Yasaklar ve sert üsluplar bize hiçbir sonuç getirmez. Tek sonucu zarar olur. Zaten gergin ve huzursuz olan topluma, tüm seçilmişlerin-atanmışların, her davranışları ile örnek olması gerekmektedir.

SUUDİ ARABİSTAN AMBARGOSU HAKKINDA

Suudi Arabistan, Türkiye’ye bir süredir ambargo uygulamaktadır. Elimizdeki verilere göre, Suudi Arabistan’da 45.000’e yakın vatandaşımızın olduğu, 30.000 civarının Hataylı olduğu bilinmektedir. Gerilen diyalog, ekonomik boyutların ötesinde sorunlar oluşturabilir.

Ülkemiz ve özelde Hatay ekonomisine vereceği zararlar, sıkıntılar yaşadığımız son yıllarda önemli bir yara açacaktır. Bu sürecin bir an evvel diplomasi ile çözülmesi gerekmektedir.

Fakat burada, başka bir hususun da tartışılması gerekmektedir. Dünyada son yıllarda “otoriter” karakterli yöneticiler prim yapmaktadır. Bu yöneticiler, genelde “ben yaptım oldu” mantığı ile hareket ediyorlar. Böylesi bir yönetim anlayışı, ikili ilişkilerin “yürüyemez” olmasına neden oluyor, Dünya’ya adeta “sorunlar yumağına” boğuyor. Yurttaşların bu sorunları değerlendirirken, Dünya’nın nereye gittiğini, hangi sorunlara (çevre, işsizlik, salgın hastalıklar başta olmak üzere) odaklanmamız gerekirken neleri tartıştığımızı iyi okuması gerekir.

Buna, ülkemizden birkaç örnek vermek isterim.
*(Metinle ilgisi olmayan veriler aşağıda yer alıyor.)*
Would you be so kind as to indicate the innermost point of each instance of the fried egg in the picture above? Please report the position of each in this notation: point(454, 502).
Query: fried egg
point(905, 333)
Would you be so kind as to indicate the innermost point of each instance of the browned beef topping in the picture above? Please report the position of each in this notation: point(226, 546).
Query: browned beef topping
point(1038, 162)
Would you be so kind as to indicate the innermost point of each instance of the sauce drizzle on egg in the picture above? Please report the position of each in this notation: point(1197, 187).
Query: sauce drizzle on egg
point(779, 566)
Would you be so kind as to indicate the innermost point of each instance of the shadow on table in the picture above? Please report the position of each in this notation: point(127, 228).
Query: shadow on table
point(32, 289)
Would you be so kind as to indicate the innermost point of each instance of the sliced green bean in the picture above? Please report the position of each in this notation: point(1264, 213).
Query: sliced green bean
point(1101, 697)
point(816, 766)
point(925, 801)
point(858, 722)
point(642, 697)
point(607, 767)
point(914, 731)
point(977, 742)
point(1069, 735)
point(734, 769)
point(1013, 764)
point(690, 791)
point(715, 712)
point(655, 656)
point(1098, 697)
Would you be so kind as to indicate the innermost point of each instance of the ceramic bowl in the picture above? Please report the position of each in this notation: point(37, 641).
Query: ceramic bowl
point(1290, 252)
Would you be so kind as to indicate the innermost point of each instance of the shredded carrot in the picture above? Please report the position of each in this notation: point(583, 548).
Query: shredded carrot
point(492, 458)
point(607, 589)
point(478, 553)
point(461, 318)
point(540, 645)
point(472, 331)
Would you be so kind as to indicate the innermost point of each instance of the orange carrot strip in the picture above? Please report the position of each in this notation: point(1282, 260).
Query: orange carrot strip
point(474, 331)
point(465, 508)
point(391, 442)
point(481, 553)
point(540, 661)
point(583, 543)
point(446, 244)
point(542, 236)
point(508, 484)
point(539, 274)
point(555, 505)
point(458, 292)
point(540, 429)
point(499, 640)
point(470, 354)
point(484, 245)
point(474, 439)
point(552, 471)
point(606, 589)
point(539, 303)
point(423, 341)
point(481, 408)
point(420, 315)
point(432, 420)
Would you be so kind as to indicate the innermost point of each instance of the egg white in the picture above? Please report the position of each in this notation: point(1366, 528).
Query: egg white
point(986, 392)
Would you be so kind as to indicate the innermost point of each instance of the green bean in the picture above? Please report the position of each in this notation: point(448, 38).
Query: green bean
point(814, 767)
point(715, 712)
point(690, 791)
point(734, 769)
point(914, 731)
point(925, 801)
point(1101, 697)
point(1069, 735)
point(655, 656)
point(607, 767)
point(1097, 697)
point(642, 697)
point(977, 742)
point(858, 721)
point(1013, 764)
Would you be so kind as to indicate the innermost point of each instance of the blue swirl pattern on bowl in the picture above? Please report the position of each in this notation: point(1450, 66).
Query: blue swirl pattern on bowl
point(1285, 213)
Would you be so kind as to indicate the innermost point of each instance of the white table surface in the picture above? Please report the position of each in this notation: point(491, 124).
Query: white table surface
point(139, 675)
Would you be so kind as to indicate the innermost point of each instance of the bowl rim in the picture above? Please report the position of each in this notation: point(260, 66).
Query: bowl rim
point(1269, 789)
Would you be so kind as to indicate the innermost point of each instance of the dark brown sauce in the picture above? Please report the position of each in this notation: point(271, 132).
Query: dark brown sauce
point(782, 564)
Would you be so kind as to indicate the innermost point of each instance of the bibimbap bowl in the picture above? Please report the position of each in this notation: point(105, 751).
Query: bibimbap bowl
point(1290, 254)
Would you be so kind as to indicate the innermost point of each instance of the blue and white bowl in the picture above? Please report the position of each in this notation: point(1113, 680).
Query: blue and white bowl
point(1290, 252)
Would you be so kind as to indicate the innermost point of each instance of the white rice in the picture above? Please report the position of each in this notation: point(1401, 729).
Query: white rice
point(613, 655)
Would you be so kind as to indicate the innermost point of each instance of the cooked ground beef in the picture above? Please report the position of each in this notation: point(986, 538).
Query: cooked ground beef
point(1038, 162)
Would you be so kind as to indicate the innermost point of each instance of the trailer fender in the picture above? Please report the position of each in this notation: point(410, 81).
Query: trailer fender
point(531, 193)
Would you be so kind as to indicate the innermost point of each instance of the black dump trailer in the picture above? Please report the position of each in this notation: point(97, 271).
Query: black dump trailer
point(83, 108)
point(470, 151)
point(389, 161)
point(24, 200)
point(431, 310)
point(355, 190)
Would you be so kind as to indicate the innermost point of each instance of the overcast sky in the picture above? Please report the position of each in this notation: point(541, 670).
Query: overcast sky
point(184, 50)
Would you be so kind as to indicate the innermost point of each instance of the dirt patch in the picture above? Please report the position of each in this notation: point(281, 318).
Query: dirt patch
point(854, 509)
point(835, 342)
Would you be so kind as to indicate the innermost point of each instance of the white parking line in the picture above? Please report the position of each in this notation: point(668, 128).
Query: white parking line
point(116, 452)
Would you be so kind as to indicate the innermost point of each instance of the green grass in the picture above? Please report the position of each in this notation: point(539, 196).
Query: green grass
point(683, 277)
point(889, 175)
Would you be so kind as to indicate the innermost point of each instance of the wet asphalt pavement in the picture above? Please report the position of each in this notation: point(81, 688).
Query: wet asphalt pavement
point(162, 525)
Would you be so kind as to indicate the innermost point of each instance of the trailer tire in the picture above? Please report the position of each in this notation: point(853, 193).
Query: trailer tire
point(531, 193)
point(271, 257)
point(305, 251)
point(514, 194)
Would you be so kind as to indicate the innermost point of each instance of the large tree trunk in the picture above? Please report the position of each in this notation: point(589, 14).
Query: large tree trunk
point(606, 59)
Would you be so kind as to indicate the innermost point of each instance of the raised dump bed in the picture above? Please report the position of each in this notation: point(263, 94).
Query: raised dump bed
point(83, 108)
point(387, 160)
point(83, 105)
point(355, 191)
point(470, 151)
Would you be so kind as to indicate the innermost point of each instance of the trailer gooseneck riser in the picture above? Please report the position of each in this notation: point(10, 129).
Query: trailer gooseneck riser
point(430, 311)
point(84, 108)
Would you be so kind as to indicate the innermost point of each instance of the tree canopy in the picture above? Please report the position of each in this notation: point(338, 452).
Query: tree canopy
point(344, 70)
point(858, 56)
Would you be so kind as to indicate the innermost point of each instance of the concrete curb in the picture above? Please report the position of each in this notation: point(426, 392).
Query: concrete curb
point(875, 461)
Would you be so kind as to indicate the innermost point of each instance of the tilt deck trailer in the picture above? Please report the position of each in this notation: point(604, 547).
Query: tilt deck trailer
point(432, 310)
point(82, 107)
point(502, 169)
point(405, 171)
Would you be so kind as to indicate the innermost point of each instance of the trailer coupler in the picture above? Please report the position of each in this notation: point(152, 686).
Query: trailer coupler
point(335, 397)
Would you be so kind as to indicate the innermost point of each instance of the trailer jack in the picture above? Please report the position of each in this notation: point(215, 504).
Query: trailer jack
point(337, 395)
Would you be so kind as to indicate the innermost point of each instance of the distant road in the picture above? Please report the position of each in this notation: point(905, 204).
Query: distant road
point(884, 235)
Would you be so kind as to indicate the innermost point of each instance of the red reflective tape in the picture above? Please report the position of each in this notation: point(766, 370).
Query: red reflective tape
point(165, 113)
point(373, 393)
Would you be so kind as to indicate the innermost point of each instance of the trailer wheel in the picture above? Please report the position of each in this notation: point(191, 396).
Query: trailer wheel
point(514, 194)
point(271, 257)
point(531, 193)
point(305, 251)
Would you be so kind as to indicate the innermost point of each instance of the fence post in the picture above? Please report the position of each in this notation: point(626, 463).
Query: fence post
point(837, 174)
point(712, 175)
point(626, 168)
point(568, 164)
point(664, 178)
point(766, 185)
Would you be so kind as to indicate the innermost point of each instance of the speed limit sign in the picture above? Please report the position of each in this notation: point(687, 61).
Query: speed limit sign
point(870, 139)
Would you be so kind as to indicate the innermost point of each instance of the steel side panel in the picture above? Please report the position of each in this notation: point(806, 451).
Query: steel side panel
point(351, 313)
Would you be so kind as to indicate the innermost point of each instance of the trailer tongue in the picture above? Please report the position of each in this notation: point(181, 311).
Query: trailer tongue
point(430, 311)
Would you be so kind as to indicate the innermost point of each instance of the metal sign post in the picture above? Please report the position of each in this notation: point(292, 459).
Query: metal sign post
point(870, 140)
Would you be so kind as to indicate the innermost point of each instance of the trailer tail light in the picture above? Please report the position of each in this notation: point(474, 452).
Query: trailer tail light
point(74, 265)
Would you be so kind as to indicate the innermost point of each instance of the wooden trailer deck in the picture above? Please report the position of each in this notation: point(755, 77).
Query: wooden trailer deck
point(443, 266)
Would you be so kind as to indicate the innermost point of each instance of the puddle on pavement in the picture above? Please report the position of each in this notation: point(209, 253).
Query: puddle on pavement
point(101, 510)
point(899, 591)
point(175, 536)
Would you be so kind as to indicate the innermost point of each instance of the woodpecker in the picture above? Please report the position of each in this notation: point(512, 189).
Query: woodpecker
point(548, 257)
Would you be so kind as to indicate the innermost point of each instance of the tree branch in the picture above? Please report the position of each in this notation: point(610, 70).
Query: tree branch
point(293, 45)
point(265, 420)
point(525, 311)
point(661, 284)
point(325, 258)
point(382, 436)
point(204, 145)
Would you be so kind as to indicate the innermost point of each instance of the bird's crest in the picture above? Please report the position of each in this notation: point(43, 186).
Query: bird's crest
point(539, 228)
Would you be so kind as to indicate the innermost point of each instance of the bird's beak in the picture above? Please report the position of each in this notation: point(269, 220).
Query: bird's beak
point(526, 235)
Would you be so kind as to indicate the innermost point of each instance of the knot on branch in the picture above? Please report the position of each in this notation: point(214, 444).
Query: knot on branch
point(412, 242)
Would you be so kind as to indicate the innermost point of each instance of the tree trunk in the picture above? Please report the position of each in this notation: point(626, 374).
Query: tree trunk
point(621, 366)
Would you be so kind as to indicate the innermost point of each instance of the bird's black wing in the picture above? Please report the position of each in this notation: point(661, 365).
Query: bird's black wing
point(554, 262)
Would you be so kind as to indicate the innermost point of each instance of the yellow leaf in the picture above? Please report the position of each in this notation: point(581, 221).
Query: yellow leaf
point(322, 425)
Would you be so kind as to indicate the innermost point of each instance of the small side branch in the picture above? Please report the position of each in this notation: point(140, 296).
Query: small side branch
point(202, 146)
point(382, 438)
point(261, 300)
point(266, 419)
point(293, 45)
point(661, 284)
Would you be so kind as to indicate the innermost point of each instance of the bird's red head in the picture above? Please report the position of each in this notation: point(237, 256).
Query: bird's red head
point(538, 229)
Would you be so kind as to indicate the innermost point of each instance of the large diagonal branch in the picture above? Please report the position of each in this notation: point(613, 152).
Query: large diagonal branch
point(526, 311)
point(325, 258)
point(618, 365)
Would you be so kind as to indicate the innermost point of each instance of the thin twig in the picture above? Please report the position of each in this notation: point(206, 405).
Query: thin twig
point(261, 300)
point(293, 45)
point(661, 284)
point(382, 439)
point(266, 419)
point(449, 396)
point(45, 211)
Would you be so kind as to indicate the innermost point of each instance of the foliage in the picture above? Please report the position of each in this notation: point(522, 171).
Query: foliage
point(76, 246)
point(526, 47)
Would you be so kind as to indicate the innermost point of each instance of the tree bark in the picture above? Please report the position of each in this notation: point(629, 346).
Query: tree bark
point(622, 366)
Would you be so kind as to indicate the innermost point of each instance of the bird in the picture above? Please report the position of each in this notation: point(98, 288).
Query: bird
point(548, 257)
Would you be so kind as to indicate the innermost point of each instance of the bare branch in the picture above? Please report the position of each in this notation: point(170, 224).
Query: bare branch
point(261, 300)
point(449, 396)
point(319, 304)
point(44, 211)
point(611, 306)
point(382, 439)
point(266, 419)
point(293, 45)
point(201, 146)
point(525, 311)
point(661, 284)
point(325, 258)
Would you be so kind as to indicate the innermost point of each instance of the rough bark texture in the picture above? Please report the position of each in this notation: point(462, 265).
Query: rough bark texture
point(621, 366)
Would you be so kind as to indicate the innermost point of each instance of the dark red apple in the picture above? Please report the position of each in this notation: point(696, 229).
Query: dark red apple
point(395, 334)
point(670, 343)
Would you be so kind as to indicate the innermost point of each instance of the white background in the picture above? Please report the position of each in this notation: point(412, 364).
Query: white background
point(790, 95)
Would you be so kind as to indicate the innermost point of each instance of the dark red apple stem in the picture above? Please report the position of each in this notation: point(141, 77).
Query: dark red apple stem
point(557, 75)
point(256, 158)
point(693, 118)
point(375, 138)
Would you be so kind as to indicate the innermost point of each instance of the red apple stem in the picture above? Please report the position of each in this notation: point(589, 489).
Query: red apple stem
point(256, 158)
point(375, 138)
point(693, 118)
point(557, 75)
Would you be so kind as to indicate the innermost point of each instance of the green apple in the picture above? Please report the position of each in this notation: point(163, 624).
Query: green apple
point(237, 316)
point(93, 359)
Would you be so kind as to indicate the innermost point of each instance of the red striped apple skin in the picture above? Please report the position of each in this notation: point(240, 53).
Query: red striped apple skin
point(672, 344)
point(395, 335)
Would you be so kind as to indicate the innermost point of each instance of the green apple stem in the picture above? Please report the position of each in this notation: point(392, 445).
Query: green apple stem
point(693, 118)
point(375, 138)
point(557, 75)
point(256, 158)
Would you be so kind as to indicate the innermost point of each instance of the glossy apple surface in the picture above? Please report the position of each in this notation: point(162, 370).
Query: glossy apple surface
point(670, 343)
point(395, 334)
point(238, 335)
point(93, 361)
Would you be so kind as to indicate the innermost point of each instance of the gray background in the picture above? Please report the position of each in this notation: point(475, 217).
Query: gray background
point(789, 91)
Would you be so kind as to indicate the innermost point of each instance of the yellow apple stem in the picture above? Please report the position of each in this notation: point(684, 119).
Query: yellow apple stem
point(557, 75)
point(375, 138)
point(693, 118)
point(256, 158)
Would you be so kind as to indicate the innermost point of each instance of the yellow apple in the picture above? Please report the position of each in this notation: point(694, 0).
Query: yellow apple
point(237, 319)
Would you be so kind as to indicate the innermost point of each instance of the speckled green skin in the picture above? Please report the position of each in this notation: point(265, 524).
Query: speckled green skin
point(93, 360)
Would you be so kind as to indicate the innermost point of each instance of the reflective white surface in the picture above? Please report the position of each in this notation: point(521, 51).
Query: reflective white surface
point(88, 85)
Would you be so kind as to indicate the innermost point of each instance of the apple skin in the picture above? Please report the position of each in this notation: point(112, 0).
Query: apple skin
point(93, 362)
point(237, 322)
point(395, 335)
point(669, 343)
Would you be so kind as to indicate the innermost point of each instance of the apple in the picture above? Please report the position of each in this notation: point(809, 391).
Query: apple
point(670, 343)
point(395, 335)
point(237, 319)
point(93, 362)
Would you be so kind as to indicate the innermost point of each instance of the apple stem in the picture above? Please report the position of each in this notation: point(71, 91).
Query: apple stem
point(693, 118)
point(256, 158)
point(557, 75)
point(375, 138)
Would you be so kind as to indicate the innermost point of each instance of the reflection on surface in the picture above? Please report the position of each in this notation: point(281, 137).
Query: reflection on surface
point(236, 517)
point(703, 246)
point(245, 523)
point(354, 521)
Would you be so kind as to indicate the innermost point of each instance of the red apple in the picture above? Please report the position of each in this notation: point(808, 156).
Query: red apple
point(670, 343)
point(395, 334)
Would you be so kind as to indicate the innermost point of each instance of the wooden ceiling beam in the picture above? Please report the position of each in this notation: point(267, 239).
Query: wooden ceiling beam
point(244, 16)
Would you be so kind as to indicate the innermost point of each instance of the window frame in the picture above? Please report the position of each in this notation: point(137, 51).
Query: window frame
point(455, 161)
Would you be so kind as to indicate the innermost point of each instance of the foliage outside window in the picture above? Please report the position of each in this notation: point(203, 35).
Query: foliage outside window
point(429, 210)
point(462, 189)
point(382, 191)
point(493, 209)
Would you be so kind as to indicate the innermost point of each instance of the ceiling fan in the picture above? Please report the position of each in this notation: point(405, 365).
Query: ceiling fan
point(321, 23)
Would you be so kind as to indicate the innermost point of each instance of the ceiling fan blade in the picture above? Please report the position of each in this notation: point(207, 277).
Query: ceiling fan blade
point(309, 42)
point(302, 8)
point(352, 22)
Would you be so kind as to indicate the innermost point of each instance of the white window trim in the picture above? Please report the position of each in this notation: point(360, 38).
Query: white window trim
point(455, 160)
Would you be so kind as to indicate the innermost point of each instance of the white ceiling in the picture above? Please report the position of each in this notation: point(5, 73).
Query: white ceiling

Türk Lirasına olan güven, işsizlik, enflasyon, artan araç ve gıda fiyatları ortadayken; “çoklu baro”, “tabipler birliği kapatılsın” gibi başlıkları tartışmak kimseye fayda getirmez. Çoklu baro olsa, bunun ekonomiye, hukuk kalitesine olan katkısı ne olacaktır? Yahut Türk Tabipler Birliği kapatılsa, bunun sağlık sistemine katkısı ne olacaktır? Cevabı belli, koca bir sıfır. O yüzden; ekonomiye, işsizliğe, enflasyona yönelik sorunları tartışmamız, bunlara çözümler bulmamız gereklidir. Aksi halde zararı hepimize olmaktadır. Dünya’daki sorunları değerlendirirken de, bu bakış açısı ile sorunların değerlendirilmesi gerektiğini düşünmekteyim.